What are Non-performing assets??
A non-performing asset (NPA) is a loan or advance for which the principal or interest payment remained overdue for a period of 90 days. For example let’s assume XYZ bank lent Rs 10,00,000 to ABC company, which must repay the loan in monthly instalments of Rs 25,000. ABC makes payments on the loan for two years, then encounters cash flow problems and stops making the payments. Three months go by without a payment from ABC company. At this point, XYZ bank has a non-performing loan. The longer ABC company goes without making a payment, the less likely it is that XYZ bank will ever get its money back. The point to be noted here is that loans don’t go bad right away. Most banks allow customers a certain grace period (typically starting at 90 days of non-payment). Then they are marked overdue and the loan is classified as a non-performing loan.
Why it matters!
In short the higher the amount of non-performing assets, the weaker the bank’s revenue stream. In the short-term, many banks have the ability to ride out an increase in non-performing assets. They might have strong reserves or other capital that can be used to offset the losses. But after a while, if that capital is used up, non-performing loans will imperil a bank’s health. Think of non-performing assets as dead weight on the balance sheet.
Sub-Classifications for Non-Performing Assets (NPAs)
Banks need to establish sub-classifications for non-performing assets. The four additional categories they typically use include:
1. Standard Assets: They are NPAs that have been past due for anywhere from 90 days to 12 months, with a normal risk level.
2. Sub-Standard Assets: They are NPAs that have been past due for more than 12 months. They have a significantly higher risk level, combined with a borrower that has less than ideal credit worthiness.

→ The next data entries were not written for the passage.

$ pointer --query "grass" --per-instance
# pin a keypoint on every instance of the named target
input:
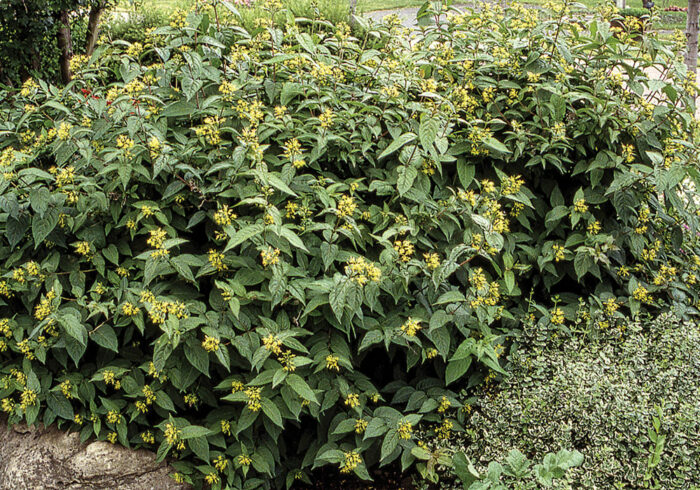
(668, 20)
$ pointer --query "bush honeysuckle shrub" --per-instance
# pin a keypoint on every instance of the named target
(628, 399)
(260, 252)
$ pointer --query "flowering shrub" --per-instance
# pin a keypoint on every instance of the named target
(274, 250)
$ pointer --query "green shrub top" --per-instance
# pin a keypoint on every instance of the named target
(265, 251)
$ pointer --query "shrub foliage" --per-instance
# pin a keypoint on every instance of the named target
(276, 249)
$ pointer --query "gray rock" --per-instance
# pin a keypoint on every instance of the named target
(47, 458)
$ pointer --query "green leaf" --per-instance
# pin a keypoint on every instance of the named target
(391, 441)
(302, 388)
(338, 296)
(465, 172)
(74, 328)
(198, 357)
(60, 405)
(105, 336)
(406, 177)
(495, 145)
(427, 132)
(200, 447)
(456, 369)
(192, 431)
(272, 412)
(245, 233)
(293, 238)
(397, 143)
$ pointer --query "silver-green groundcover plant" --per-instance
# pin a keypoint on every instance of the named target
(261, 252)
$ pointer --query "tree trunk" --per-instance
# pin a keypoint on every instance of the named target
(93, 27)
(65, 46)
(353, 11)
(691, 34)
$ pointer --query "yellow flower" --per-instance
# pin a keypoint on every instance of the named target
(641, 294)
(559, 252)
(352, 400)
(326, 118)
(351, 460)
(332, 362)
(210, 344)
(432, 261)
(253, 402)
(580, 206)
(556, 316)
(224, 216)
(82, 248)
(405, 249)
(172, 433)
(444, 404)
(405, 430)
(66, 389)
(216, 259)
(411, 327)
(220, 463)
(360, 426)
(270, 256)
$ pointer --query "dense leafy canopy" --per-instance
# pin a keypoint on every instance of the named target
(266, 251)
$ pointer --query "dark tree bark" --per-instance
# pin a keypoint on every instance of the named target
(691, 33)
(353, 11)
(93, 27)
(65, 45)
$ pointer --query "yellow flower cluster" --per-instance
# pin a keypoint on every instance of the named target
(125, 144)
(178, 19)
(352, 400)
(326, 119)
(216, 259)
(270, 256)
(559, 252)
(210, 130)
(29, 88)
(227, 90)
(351, 460)
(159, 310)
(512, 185)
(445, 404)
(411, 327)
(405, 430)
(642, 294)
(360, 271)
(172, 433)
(44, 309)
(346, 206)
(210, 344)
(432, 260)
(244, 460)
(405, 249)
(129, 309)
(580, 206)
(332, 362)
(253, 402)
(556, 316)
(224, 216)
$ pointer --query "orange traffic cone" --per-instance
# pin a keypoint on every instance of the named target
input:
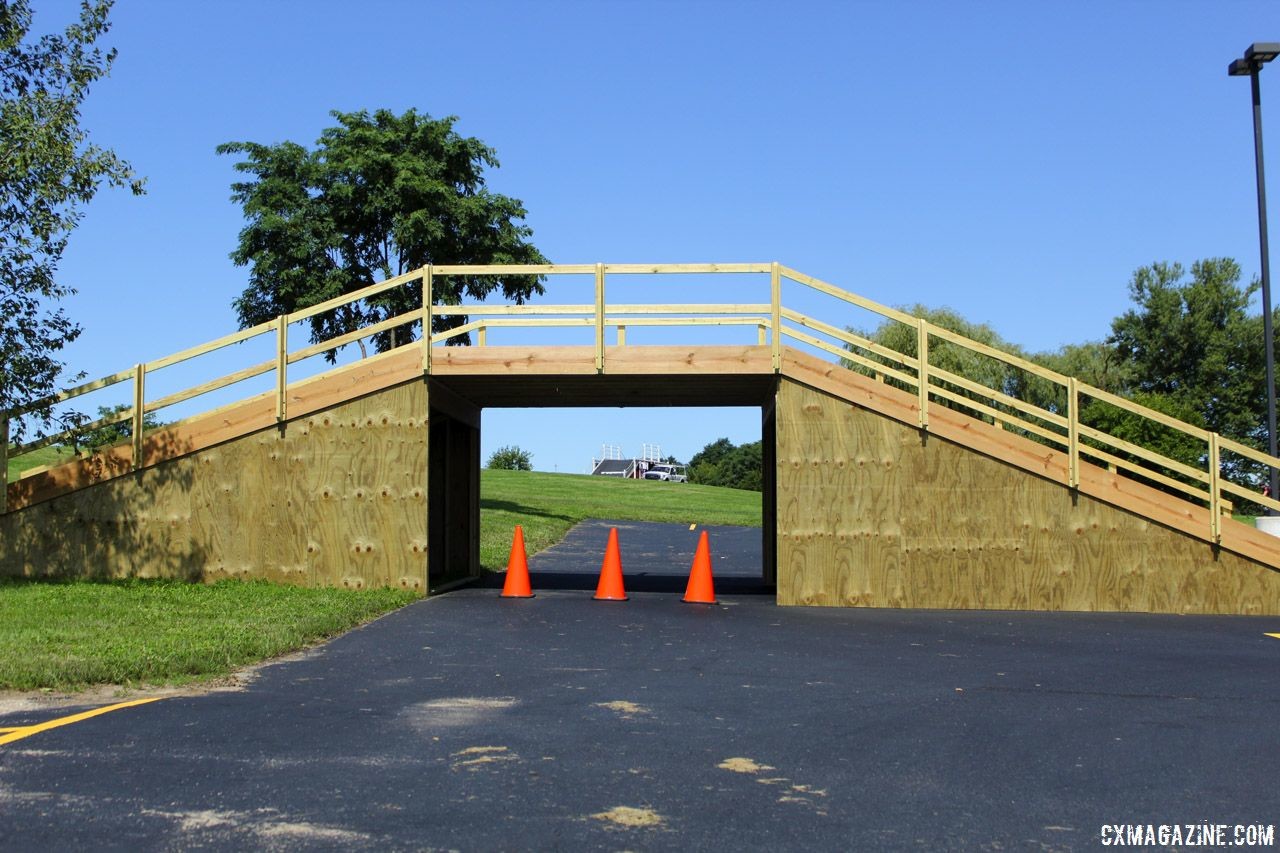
(517, 569)
(611, 573)
(700, 589)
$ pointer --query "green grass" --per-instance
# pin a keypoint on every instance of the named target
(72, 634)
(44, 456)
(548, 505)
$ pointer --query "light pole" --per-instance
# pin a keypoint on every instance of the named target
(1257, 55)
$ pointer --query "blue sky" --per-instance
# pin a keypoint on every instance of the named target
(1013, 160)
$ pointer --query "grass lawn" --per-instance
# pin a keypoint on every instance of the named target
(64, 635)
(548, 505)
(151, 632)
(44, 456)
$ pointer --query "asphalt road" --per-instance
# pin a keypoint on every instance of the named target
(474, 723)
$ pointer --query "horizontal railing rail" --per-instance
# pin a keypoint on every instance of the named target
(1056, 424)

3. Doubtful Debts: Non-performing assets in the doubtful debts’ category have been past due for at least 18 months. Banks generally have serious doubts that the borrower will ever repay the full advance. This class of NPA affects the way the bank looks and how liquid it is.
4. Loss Assets: They are non-performing assets with an extended period of non-payment. With this class, banks are forced to accept that the loan will never be repaid, and they will be forced to take a loss, which must be reported on their balance sheet. The entire amount of the loan must be written off completely.
According to the Reserve Bank of India (RBI), the gross non-performing assets in Indian banks, specifically in public sector banks, are valued at around Rs 400,000 crore, which represents 90% of the total NPA in India, with private sector banks accounting for the remainder. The main reason behind this growing number in NPA’s is the relaxed lending norms adopted by banks, especially to the big corporate houses, foregoing analysis of their financials and their credit ratings.
Every time a bank goes down or is flagged with embargos by the RBI, the ordinary depositors who have invested their lifelong savings with such banks face the brunt. Adding to it the defaulters flee the country before getting caught thereby rubbing salt on injury. Although the RBI has taken steps to tackle the menace of NPA’s with measures such as tightening credit monitoring, placing corporate governance framework etc. Such measures are clearly falling short of deterring the defaulters and the erring credit managers. We need a Laws where serious economic offences are treated at par with terrorism and dealt with swift and harsh punishment. If we harness dreams to become an economic superpower in the eyes of the world, there shouldn’t be any scope for financial impropriety within our own boundaries as it shakes the trust and brings a sense to insecurity all around. As they say the most expensive thing in the world is Trust it can take years to earn, and just a matter of seconds to lose.